Un altro ostacolo che incontrano i nutrizionisti e gli alimentaristi dell’industria è quello di aggiornare costantemente sul proprio software applicativo del CNCPS le caratteristiche di mangimi sottoposti all’ottimizzazione specialmente per quelle industrie che per policy non diffondono le formule dei loro mangimi.

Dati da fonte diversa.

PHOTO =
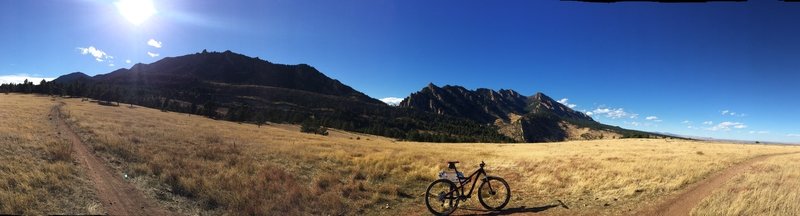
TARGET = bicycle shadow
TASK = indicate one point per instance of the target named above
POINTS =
(508, 211)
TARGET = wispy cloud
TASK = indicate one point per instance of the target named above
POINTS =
(19, 78)
(98, 54)
(564, 101)
(726, 126)
(154, 43)
(653, 118)
(394, 101)
(732, 113)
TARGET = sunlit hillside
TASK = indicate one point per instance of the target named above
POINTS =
(195, 165)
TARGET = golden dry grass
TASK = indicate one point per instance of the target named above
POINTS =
(37, 173)
(240, 168)
(770, 187)
(224, 167)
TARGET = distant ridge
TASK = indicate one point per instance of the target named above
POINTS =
(536, 118)
(231, 86)
(235, 87)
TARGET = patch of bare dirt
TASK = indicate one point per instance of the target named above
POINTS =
(117, 196)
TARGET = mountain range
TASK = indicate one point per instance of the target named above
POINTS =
(231, 86)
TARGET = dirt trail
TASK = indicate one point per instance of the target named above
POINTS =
(117, 196)
(682, 204)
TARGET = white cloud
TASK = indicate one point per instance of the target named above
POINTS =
(394, 101)
(564, 101)
(614, 113)
(98, 54)
(726, 126)
(732, 113)
(154, 43)
(19, 78)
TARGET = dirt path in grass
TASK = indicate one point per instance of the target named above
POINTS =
(117, 196)
(683, 203)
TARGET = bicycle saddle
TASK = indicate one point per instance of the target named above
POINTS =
(451, 164)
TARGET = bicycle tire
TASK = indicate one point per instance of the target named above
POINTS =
(441, 198)
(505, 192)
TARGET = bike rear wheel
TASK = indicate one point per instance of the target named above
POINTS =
(494, 193)
(442, 197)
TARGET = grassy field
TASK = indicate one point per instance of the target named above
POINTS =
(769, 188)
(196, 165)
(37, 173)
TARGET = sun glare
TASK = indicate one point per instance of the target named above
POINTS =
(136, 11)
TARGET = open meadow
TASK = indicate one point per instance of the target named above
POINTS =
(196, 165)
(37, 172)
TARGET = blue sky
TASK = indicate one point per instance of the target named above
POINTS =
(723, 70)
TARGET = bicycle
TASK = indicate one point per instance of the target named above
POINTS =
(443, 195)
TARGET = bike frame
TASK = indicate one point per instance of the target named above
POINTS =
(462, 185)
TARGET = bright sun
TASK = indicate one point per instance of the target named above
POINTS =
(136, 11)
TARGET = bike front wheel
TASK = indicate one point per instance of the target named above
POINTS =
(442, 197)
(494, 193)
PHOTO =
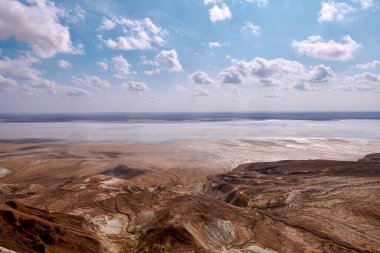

Un altro aspetto complesso da gestire è quello degli additivi prodotti o solo commercializzati da aziende specializzate.
Ci sono additivi i cui claim sono quelli di ridurre le concentrazioni nutritive dei mangimi o al limite delle razioni, per cui non causano un aumento dei costi dell’alimentazione, ed altri che invece hanno effetti positivi sulle performance produttive, riproduttive e sanitarie degli animali provocando un immediato aumento dei costi ma promettendo un recupero di questi dovuto alle migliori prestazioni e ai minori problemi.
I nutrizionisti, siano essi indipendenti o meno, e i formulisti, devono prendere la complessa decisione di scegliere solo additivi in grado di generare un ROI positivo. I criteri consigliabili sono quelli di rivolgersi ad aziende dotate di elevata reputazione e che investono in ricerca e sviluppo.
Rassicuranti sono le evidenze scientifiche pubblicate sulle riviste dotate di revisione paritaria dove l’additivo in questione è stato incluso tra i materiali e i metodi, corredate magari da prove di campo eseguite comunque con il metodo scientifico.
E’ comunque consigliabile che i fornitori di additivi direttamente agli allevatori o all’industria che produce alimenti zootecnici siano chiari nella comunicazione, spieghino dettagliatamente il meccanismo d’azione e diano precise indicazioni dei risultati che si possono ragionevolmente ottenere.